Agora no Sporting Jardel levou seus irmãos para o velho continente. George chegou a jogar no Porto, César atuou no exterior e a irmã Jordana namorou um certo jogador da base do Sporting, chamado Cristiano Ronaldo.

Em entrevistas afirmou que os médicos do clube do Porto sabiam de seus problemas com cocaína. Os médicos rebateram que sempre mantiveram testes aos jogadores em seus retornos de férias e que isso nunca aconteceu.

Em Maio uma entrevista ao Esporte Espetacular da Globo externava o que já se especulava: cocaína e álcool. Ao analisar os números de jardel, estima-se que esse problema realmente tenha se agravado na Turquia e estancado em seu primeiro ano de Sporting, mas após isso o declínio era evidente. Ainda com idade para jogar futebol, seu corpo não acompanhava o ritmo e o que se viu foi um jogador cada vez mais pesado e incapaz de atuar.

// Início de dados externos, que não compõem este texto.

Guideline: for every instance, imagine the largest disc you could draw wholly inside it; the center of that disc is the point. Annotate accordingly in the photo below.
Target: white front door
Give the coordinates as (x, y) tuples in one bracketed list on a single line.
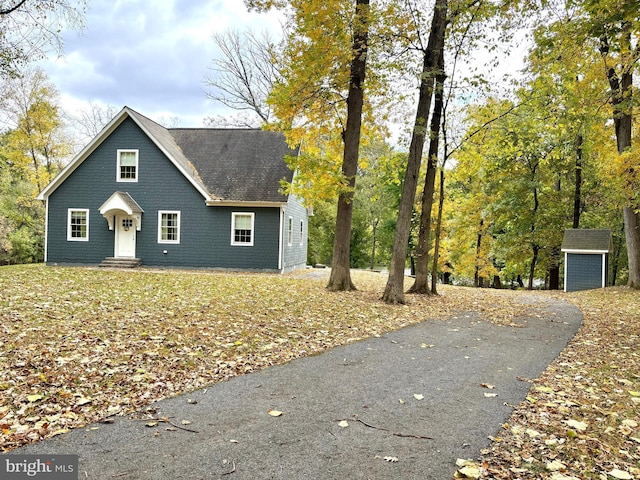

Nesse momento Jardel, já em um segundo casamento, não tinha condições de manter seu padrão de vida anteriormente conquistado. Vendeu seus imóveis e investiu na carreira política. Em 2014 aproveitou a idolatria em terras gaúchas para se lançar candidato a deputado estadual. Foram 41 mil votos pelo PSD. E aqui a carreira dele teria mais um final melancólico.

Imagem (Divulgação)

Numa operação intitulada “gol contra”, em 2015, Jardel foi denunciado juntamente com outras 10 pessoas por extorquir funcionários, nomear servidores-fantasmas e desviar verbas públicas em benefício próprio. Por suas atividades incompatíveis com as de um parlamentar, foi pedido a cassação de seu mandato. Por unanimidade Jardel deixou de ser deputado, declarou que foi “mal assessorado”, pediu desculpas, se disse uma pessoa inocente e inexperiente.

Hoje Jardel reside em Fortaleza e leva uma vida mais simples e menos conturbada. Se diz livre de vícios e trabalha nas categorias de base do Tiradentes, time local. Virou empresário de jogadores em 2018, já nessa nova função pelo Tiradentes levou o jogador Dudu, de 17 anos, para testes no Grêmio.